それでも、後に続く世代には様々なものが受け継がれた。世界一になったことで女子サッカー界全体の意識がアップデートされた。もちろん、危機感も――。
2018年秋、なでしこリーグの絶対王者である日テレ・ベレーザである企画が行われた。試合に足を運んでもらうための集客プロジェクト。発案・主導したのは、昨年のアジア大会でなでしこジャパンの10番を背負うなど、存在感を高めていた籾木結花だった。
「2011年のワールドカップで優勝して一気に増えた観客がその後、年々減っていくというのを自分はベレーザで経験してきました。
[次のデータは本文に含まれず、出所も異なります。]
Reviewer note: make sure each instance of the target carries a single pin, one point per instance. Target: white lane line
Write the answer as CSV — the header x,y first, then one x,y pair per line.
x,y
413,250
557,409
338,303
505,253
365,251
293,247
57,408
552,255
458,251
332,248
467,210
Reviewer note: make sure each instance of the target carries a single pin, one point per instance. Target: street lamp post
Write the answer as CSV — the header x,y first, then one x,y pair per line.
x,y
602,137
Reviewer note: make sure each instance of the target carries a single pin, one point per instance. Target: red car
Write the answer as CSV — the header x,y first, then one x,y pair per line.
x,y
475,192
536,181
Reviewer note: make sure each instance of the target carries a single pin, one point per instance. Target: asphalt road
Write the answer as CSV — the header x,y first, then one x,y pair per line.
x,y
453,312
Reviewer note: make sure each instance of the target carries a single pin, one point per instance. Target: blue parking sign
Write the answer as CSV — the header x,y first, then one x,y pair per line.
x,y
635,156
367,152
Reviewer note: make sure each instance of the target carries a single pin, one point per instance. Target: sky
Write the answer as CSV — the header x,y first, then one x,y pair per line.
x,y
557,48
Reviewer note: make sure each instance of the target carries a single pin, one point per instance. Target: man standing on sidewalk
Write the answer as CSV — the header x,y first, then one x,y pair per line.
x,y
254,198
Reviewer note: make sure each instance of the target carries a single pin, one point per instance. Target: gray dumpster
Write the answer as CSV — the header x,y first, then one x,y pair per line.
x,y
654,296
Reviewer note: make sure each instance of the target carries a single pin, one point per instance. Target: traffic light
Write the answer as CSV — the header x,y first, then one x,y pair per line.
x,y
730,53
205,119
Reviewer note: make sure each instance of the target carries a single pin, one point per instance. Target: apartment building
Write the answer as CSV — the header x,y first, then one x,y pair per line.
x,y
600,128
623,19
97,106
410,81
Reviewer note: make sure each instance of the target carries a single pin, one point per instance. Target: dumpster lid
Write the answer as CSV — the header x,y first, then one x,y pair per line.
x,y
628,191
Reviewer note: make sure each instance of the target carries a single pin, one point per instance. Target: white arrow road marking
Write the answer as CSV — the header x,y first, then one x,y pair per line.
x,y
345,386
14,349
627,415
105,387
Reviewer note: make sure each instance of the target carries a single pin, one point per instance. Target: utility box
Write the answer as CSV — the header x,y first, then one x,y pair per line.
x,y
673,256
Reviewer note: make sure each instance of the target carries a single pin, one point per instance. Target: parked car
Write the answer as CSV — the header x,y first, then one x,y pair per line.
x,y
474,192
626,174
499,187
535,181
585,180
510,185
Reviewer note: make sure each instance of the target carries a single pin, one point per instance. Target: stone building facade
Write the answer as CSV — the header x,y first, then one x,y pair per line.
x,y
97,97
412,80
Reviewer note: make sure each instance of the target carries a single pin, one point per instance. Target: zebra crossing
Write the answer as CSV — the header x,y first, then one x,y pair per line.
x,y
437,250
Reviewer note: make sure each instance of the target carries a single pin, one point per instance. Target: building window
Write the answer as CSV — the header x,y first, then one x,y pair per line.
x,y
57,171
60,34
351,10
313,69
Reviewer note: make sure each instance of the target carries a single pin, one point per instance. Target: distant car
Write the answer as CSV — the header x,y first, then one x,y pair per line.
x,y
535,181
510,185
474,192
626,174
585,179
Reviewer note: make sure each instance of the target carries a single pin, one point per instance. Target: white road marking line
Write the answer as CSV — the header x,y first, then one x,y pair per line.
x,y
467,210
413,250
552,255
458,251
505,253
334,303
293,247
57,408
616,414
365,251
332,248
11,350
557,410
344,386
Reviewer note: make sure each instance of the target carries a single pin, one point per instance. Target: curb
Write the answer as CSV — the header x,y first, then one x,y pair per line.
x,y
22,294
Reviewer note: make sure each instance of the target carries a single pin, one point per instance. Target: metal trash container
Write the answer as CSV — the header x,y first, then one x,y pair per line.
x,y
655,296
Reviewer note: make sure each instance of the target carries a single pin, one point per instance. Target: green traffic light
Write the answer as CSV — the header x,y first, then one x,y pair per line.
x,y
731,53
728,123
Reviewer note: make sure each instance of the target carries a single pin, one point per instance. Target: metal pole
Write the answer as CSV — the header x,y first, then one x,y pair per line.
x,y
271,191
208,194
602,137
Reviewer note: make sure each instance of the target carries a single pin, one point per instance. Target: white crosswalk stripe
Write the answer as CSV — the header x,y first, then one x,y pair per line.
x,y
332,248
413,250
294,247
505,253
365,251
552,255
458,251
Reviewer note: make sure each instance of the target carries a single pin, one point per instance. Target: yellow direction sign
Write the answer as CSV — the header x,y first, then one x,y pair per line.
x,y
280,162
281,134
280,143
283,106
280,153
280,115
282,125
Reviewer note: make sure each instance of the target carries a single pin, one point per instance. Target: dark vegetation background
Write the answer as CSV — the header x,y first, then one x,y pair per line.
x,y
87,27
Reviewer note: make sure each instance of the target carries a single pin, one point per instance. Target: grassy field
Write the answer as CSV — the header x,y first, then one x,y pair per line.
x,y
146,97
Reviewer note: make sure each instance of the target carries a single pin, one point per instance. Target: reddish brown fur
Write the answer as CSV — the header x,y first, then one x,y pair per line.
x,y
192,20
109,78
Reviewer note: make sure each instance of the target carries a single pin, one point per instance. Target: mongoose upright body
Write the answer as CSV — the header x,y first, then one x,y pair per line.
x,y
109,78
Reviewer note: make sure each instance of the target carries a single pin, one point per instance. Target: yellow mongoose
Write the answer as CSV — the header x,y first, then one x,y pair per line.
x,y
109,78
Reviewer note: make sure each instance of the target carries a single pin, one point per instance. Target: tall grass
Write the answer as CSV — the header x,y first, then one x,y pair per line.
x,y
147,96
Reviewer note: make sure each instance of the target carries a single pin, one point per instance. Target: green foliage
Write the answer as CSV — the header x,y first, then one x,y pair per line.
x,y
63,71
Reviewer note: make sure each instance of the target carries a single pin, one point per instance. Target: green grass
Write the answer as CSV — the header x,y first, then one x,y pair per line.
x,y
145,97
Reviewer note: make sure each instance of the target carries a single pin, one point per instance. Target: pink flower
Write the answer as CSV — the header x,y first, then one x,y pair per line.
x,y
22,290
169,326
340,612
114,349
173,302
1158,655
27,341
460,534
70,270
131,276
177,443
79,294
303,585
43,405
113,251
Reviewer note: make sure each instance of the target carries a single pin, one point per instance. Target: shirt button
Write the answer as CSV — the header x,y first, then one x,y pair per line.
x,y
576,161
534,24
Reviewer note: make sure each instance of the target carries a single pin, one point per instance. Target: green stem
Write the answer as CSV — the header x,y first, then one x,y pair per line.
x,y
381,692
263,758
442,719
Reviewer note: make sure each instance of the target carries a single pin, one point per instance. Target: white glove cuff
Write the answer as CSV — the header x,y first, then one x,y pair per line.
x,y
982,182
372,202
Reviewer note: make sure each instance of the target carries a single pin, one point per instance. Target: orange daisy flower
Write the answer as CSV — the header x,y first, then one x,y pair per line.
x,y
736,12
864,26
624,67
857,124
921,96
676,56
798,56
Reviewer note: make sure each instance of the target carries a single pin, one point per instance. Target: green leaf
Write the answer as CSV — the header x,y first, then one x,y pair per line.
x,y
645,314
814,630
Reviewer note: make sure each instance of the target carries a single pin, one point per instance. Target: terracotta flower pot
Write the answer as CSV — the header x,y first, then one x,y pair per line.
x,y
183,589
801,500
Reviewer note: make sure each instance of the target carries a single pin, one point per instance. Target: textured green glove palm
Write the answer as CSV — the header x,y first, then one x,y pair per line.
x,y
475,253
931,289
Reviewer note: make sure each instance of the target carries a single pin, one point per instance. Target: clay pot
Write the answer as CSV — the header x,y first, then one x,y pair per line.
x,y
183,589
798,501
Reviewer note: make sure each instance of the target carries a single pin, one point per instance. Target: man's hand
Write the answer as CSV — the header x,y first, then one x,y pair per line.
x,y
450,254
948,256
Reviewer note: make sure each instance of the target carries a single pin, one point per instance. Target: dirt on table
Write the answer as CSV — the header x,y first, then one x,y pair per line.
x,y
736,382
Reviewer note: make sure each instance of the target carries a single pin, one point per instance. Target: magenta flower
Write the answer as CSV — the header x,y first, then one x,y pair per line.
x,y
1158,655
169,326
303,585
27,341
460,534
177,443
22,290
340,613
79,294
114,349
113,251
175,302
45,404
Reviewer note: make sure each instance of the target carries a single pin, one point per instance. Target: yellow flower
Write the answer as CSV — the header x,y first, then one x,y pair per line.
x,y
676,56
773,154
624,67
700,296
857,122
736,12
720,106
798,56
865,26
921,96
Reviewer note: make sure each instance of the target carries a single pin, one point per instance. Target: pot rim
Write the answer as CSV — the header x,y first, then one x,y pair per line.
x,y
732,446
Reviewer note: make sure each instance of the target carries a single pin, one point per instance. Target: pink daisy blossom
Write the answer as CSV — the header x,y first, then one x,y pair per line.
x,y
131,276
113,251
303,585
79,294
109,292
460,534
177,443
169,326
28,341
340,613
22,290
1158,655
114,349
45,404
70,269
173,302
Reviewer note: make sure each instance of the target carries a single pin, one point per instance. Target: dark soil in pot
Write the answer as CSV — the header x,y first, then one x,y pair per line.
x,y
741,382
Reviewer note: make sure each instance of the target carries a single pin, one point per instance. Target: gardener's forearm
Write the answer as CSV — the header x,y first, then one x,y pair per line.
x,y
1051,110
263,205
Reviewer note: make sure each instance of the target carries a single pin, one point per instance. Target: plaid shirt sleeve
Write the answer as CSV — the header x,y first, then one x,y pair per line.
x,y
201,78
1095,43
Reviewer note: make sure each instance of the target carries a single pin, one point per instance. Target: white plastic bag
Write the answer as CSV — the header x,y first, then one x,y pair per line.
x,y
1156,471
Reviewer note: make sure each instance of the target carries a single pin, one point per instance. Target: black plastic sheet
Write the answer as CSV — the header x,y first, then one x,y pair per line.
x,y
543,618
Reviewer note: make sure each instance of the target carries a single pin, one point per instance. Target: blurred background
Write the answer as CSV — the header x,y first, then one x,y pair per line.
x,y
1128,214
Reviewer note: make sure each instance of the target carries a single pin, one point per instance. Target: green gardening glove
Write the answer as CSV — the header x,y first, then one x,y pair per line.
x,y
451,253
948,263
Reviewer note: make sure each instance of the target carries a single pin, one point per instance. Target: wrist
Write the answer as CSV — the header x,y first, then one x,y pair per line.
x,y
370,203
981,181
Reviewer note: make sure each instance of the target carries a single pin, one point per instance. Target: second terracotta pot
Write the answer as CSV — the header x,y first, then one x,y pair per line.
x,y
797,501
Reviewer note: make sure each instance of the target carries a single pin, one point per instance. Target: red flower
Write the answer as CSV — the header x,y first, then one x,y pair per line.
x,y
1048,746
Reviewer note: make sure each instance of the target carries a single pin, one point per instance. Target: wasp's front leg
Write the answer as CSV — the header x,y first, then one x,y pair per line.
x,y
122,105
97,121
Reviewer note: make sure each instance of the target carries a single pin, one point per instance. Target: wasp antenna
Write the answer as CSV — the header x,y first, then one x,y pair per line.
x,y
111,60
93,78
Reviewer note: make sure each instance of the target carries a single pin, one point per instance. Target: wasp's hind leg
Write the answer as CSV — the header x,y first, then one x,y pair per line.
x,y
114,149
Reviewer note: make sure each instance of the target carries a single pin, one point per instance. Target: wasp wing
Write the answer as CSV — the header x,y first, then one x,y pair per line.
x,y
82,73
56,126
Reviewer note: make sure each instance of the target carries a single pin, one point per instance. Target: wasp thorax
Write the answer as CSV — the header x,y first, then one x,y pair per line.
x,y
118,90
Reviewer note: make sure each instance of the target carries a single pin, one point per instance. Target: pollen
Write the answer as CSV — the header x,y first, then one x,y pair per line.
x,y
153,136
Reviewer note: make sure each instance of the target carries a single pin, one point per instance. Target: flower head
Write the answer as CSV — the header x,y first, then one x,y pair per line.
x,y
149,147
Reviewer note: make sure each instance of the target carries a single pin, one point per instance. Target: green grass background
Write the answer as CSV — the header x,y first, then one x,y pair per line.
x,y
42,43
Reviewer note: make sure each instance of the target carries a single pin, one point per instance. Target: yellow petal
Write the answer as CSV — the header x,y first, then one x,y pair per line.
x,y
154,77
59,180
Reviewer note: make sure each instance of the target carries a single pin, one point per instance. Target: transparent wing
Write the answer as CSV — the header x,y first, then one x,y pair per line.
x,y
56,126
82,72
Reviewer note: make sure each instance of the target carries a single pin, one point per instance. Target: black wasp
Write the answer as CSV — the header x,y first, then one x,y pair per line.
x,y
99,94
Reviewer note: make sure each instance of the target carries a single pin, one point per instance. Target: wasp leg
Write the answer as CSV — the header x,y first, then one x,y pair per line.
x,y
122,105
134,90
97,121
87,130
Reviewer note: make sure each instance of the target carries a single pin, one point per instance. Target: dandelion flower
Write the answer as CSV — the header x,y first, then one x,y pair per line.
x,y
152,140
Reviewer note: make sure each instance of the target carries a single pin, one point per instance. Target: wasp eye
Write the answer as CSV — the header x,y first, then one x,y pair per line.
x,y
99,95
どんどん人がいなくなっていくな、というのはすごく感じていて。
サッカーだけじゃ、興味を持ってもらえないというのは思ったので、そのあたりは女子サッカー選手がサッカーだけでは食べていけないのと同じように、サッカーが強いだけではダメだというのを感じたんですけど、何か一つだけではやっていけないなというのはすごく感じましたね」
慶應義塾大学の4年生だった籾木は当時、淀みない口調で言葉を紡いだ。現状を憂い、アクションを起こさねばという想いが彼女を突き動かした。現役選手が先頭に立って企画を進める――2011年に起きた突然変異的なブームと、終息した“その後”とのコントラストは、籾木に限らず多くの人間に危機感を植え付けたと言える。
2019年5月10日、ワールドカップに出場するなでしこジャパンのメンバーが発表された。世界一の景色を見た阪口夢穂は、怪我からの復帰となる。澤の後に10番を受け継いだ天才はコンディションが心配されるが、今大会もリーダーとして期待される選手の一人だ。籾木も名を連ねている。知性とアイディアを左足に込め、攻撃のアクセントとなるはずだ。
鮮烈だったワールドカップ優勝から約8年。女子サッカー界の勢力図も変化し、なでしこの立場はチャレンジャーだ。フランスの地で、彼女たちはどのような戦いを見せるだろうか。そして大会後、日本女子サッカーはどのような道を歩んでいくだろうか。あの美しい光景をまた見せてほしいと思うと同時に、女子サッカーが定着していくことを願う。